Fermeture des restaurants : des manifestations prévues à Marseille ce jeudi

Par Laurent P. · Publié le 25 novembre 2020 à 19h15 · Mis à jour le 25 novembre 2020 à 19h16
L'Union des métiers et des industries de l'hôtellerie a appelé les patrons de restaurants du sud de la France à manifester ce jeudi 26 novembre 2020 pour contester les décisions prises par le gouvernement et annoncées la veille, mardi 24 novembre, lors d'une allocution d'Emmanuel Macron.

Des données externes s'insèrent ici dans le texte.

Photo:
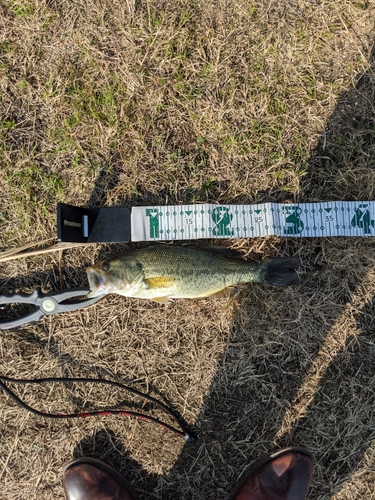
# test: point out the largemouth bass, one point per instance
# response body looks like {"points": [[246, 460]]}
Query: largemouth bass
{"points": [[165, 272]]}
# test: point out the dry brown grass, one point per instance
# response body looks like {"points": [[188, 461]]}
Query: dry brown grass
{"points": [[138, 102]]}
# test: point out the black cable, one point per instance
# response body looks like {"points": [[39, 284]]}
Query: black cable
{"points": [[98, 413]]}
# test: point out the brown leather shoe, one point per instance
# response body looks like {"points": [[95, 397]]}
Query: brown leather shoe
{"points": [[91, 479], [283, 475]]}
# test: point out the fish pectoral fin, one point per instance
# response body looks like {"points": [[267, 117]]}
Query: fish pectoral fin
{"points": [[159, 282], [230, 291], [162, 300]]}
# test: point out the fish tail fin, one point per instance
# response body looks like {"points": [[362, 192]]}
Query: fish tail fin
{"points": [[281, 271]]}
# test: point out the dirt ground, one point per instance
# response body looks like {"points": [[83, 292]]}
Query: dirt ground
{"points": [[123, 103]]}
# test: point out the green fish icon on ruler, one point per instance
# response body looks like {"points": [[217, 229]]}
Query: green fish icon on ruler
{"points": [[293, 223], [362, 219], [222, 218], [153, 216]]}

En cause : l'impossibilité de rouvrir pour les fêtes alors que les créances continuent de tomber, que les aides tardent à venir.

Un véritable cri du coeur ! Alors qu'Emmanuel Macron annonçait mardi 24 novembre les modalités de l'allègement du confinement, avec notamment la réouverture des restaurants qui ne seraient pas d'actualités avant au moins le 20 janvier 2021, les restaurateurs, eux, voient rouge. "Cela ne peut plus durer", indiquait ce mercredi Bernard Marty, le président de l'Union des métiers et des industries de l'hôtellerie. Et de continuer : "Nous ne voulons pas mourir, nous voulons rouvrir", explique-t-il à nos confrères de La Provence. Il conclut : "Si cela continue, nous resterons fermés définitivement".

Celui-ci a par ailleurs appelé ses confrères du sud de la France, "de Toulouse à Menton" à se rendre dans la cité phocéenne le lendemain, jeudi 26 novembre, à Marseille afin de manifester dès 14h contre les nouvelles annonces du Président de la République. L'objectif : demander la réouverture immédiate de leurs établissements. Comme l'expliquent nos confrères du Figaro, le cortège partira du port pour se terminer à la préfecture. Celle-ci pourrait même se terminer à Paris dans plusieurs jours, avec plus de restaurateurs et cafetiers, s'ils ne sont pas entendus.

Une manifestation dont l'objectif est également de rappeler au gouvernement qu'un protocole sanitaire strict avait déjà été mis en place lors du premier déconfinement, élaboré par les restaurateurs et validé par l'État. Un protocole que les restaurateurs sont prêts à revoir et à durcir si besoin : "Avant le deuxième confinement, nous avions mis au point un protocole sanitaire très strict dans nos établissements pour nous adapter aux recommandations du gouvernement, nous sommes bien sûr prêts à le revoir, l'adapter une fois encore", ajoute Bernard Marty. Et de conclure : "Mais il faut nous autoriser à rouvrir, c'est une question de survie".